In the last couple of decades, the ethnics have pretty slavishly voted Democrat. It’s the religious Catholics who are the electoral swingers – going for George W Bush in 2004 (probably because of marriage and abortion) and returning to Obama and the Democrats in 2008. The religious types listen to all the angry sermons and read the letters from the Bishops that are handed out after Mass. So what are they going to discover when they digest what the Church authorities have to say this week? The Archbishop of New York, Timothy Dolan, puts the Church’s view thusly: “We have tried negotiation with the Administration and legislation with the Congress – and we’ll keep at it – but there’s still no fix. Time is running out, and our valuable ministries and fundamental rights hang in the balance, so we have to resort to the courts now.” The language of rights is crucial. Again, many liberal observers presume that the world shares their view that access to contraception is not only a no-brainer but a human right. Yet there are many voters out there who think that sexual and religious liberties need to be in better balance. It’s the right of intellectual dissent that is threatened by Obamacare.
Dolan points out that the Catholic Church’s various ministries “are jeopardized by the mandate – ministries to the poor, the sick, and the uneducated, to people of any faith or no faith at all.” His estimation of the size of the problem is no understatement. The Church has more than 200 universities (serving some 750,000 students), 6,980 Catholic elementary or secondary schools, 600 Catholic hospitals, and 1,400 Catholic long-term care centres. All of these will be affected by the mandate and there’s a risk that some or even all of them could close. The social effects would be felt well beyond the Church, creating electoral ripples that damage the Democrat brand for a generation.
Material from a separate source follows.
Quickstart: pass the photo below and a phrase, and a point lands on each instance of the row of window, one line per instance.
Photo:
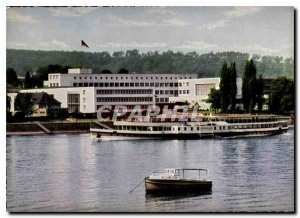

The administration has picked a fight with a powerful adversary. It might look logistically weak because its membership is reduced and many of those who profess the Catholic faith have a fair-weather attitude towards its doctrines. But the great strength of the Church remains its ability to direct the energies of a smaller group of committed activists and voters, big enough in real terms to make a difference in swing states like Ohio or Pennsylvania. In short, the lawsuits now being filed against the administration mark the beginning of the Catholic Church’s official resistance. Unless Obama backs down with grace, it could also mark the moment when the culture war advantage swung from the Democrats to the Republicans.